In the traditional professional model, risk both upside and downside is trimmed by a combination of regulation and ethics both aimed at muting competition. With muted competition the lawyer or doctor can realistically aspire to a safe upper-middle-class income, but he is unlikely to become wealthy. The result, in combination with requiring postgraduate education and qualifying exams for entry into the profession and subjecting members of it to professional discipline, is to attract a type of person quite different from the entrepreneurial type—the latter a type exemplified by such extraordinarily successful college drop-outs as Bill Gates, Steve Jobs, and Mark Zuckerberg. The professional model attracts a more studious, intellectual, risk-averse type of person.

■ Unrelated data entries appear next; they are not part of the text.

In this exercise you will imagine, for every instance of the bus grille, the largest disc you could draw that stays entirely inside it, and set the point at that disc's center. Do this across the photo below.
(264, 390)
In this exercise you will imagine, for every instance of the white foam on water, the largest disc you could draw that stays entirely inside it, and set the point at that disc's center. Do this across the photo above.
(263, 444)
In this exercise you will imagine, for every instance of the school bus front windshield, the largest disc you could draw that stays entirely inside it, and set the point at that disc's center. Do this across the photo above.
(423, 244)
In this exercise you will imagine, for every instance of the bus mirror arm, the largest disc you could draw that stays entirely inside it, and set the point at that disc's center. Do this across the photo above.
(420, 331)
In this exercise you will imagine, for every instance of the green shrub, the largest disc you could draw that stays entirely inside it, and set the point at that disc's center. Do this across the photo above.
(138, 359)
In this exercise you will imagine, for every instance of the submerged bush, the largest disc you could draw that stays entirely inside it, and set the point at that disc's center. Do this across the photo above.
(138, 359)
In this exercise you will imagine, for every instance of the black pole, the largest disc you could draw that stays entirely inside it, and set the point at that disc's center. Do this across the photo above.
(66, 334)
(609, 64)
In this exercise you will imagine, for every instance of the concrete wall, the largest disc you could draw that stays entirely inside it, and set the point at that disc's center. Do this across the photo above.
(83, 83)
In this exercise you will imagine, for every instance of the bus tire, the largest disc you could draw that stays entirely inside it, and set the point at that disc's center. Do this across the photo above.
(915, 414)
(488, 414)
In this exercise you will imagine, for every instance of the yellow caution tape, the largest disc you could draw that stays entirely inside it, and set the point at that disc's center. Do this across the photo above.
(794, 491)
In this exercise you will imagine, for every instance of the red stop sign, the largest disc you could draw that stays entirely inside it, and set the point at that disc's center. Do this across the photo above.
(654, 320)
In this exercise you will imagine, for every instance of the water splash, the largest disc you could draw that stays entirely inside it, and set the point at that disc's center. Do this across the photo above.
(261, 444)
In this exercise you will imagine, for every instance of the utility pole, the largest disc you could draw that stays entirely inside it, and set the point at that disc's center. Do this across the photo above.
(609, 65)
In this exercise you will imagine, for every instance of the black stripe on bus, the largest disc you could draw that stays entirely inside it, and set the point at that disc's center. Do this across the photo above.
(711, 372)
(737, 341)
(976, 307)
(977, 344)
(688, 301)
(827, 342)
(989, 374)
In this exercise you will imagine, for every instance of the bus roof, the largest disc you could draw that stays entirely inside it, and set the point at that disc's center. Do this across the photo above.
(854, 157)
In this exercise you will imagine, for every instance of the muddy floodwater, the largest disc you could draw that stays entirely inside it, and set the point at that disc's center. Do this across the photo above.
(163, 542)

Why does society value such persons and create a comfortable niche for them? The answer is that some goods and services involve a degree of complexity that makes it very difficult for consumers to evaluate the quality of the goods and services. Legal services and medical treatment are important examples. Both involve considerable uncertainty (even the best lawyer loses some cases, even the best doctor fails to cure some patients). When a consumer is unable to determine the quality of a product or service, the provider has to be regulated, either directly as in the case of the regulation of the drug industry by the Food and Drug Administration or indirectly as in the professional model, in which the conditions for becoming a member of a profession encourage self-selection by persons likely to be trustworthy, responsible, and ethical because less inclined to cut corners in order to make a killing.
The professional model in law began to wane in the 1970s, with the beginning of the deregulation movement, which loosened restrictions on competition in legal services. The trend continued in subsequent decades, and was marked by an increased spread in earnings within law firms, an increased dispersion in the size of law firms, and increased turnover—in particular, the tendency of successful lawyers to move from firm to firm (taking their clients with them) in quest of higher incomes. Today, law firms closely resemble business firms. I am speaking mainly of law firms that handle corporate business, not of criminal or tort lawyers, who tend to practice by themselves or in small firms.
Corporate lawyers today don’t want just a comfortable upper-middle-class income; they want to be rich; and one reason is the increased risk they face. Few law firms (remember that I’m talking only about corporate-law firms) any more practice “lockstep” compensation, in which all partners of the same vintage in a firm are paid the same—a risk-minimizing method of compensation that used to be the norm in large law firms. Today a lawyer faces the risk, if his productivity declines, of seeing his income decline, or indeed of being pushed out of the firm altogether; and to cushion that risk, naturally he wants to earn as much as he can while he can.
"Today a lawyer faces the risk, if his productivity declines, of seeing his income decline, or indeed of being pushed out of the firm altogether"--this is certainly true, but brutal for the people in the system. Is it any wonder that BigLaw loses so many experienced women lawyers, who must be productive at home as well as in the office?